Doreish Tov on Medrash Rabbah
Parashas Bereishis 5769
1:1 The Medrash states that Rabbi Hoshia commenced his remarks with the verse that states (Mishlei 8:30) vaehyeh etzlo amon vaehyeh shaashuim yom yom, I was then His nursling; I was then His delight every day. Amon means padgog, a governess. Amon also means michuseh, covered, and amon also means mutzna, concealed and some say amon means rabsa, something great. Proof that amon is padgog is from the verse that states (Bamidbar 11:12) kaasher yisa haomein es hayonek, as a nurse carries a suckling. Amon means michuseh as it is said (Eichah 4:5) haemunim alei tolah¸ those who were brought up in scarlet. Amon means mutzna as it is said (Esther 2:7) vayehi omein es Hadassah, and he had reared Hadassah. Amon means rabsa as it is said (Nachum 3:8) haseitvi mino amon, are you better than No-amon, and the Targum of that verse is haat tava mAlexandria rabsa diyasva bein naharusa, are you better than Alexandria the great city that sits between the rivers? Alternatively, the verse that states amon means uman, a tool of a craftsman. Thus, the Torah was declaring, “I was the tool of HaShem.” Normally when a person builds a palace, he consults with a craftsman and does not rely on his own knowledge. He will have blueprints and notebooks to know how to design the rooms and how to design the smaller rooms. Similarly, HaShem gazed into the Torah and created the world. The Torah states Bereishis bara Elokim, and reishis refers to Torah, as it is said (Mishlei 8:22) HaShem kanani reishis darko, HaShem made me as the beginning of His way.
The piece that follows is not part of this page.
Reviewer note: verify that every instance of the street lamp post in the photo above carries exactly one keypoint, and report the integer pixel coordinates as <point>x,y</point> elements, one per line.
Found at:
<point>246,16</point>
The Medrash here is teaching us a profound lesson. People often talk about the secrets of the universe, implying that the world may have a creator but there are certain things that are not within man’s mental grasp. The Medrash, however, informs us that the opposite is true. Hashem gazed into the Torah and created the world. Thus, it is not the universe that contains mysteries. Rather, the Torah is secret and concealed, but the Torah contains within it great lessons, like the pedagogue who is a fountain of knowledge and only reveals part of his or her knowledge to the student. Thus, the Torah is our teacher, and it is incumbent upon us to plumb its depths and discover its secrets.